Le Brésil passe également à gauche ; Lula remporte de justesse un troisième mandat

Au Brésil, l’ancien président Luiz Inacio Lula da Silva l’a emporté de justesse (50,9 % contre 49,1 %) sur le président sortant Bolsonaro au second tour du scrutin. Lula s’offre ainsi un troisième mandat historique, car jamais dans l’histoire du Brésil, personne n’a été président trois fois. C’est également la première fois qu’un chef d’État n’est pas réélu.

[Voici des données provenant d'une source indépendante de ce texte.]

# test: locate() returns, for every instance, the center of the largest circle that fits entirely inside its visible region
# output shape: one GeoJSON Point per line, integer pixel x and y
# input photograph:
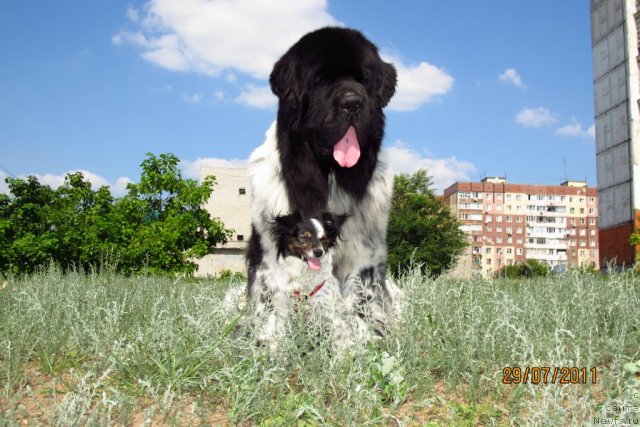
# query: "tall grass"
{"type": "Point", "coordinates": [103, 349]}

Pourquoi est-ce important ?

La victoire étroite de Luiz Inacio Lula da Silva garantit pratiquement la poursuite de la polarisation qui marque le pays. Jair Bolsonaro a choisi de suivre l’exemple de Trump il y a plusieurs mois, en insinuant que la victoire ne pouvait que lui être volée. Reste à savoir si "le Trump des tropiques" va reconnaître sa défaite. Les élections dans la plus grande économie d'Amérique latine s'inscrivent dans la continuité d'une vague de victoires récentes de la gauche au Chili, en Colombie et en Argentine.

Au second tour de l’élection présidentielle, Lula devance le président sortant Jair Bolsonaro (PL) d’une infime marge. Après dépouillement de tous les votes électoraux, le candidat du Parti des travailleurs (PT) obtient 50,9 % des voix contre 49,1 % pour son adversaire d’extrême droite. Au total, Lula recueille deux millions de voix supplémentaires sur un total de quelque 155 millions. Les sondages d’opinion, qui donnaient à Lula une avance de 6 %, étaient – comme lors du premier tour de scrutin – à nouveau largement erronés.

Un retour spectaculaire

Avec sa victoire, Lula fait un retour spectaculaire. De 2003 à 2010, il a déjà été président du Brésil. Il doit sa popularité à une politique sociale qui a permis à des millions de Brésiliens de sortir de la pauvreté. Puis Lula a été accusé de corruption et a passé un an et demi en prison. En mars de cette année, la Cour suprême a annulé sa condamnation.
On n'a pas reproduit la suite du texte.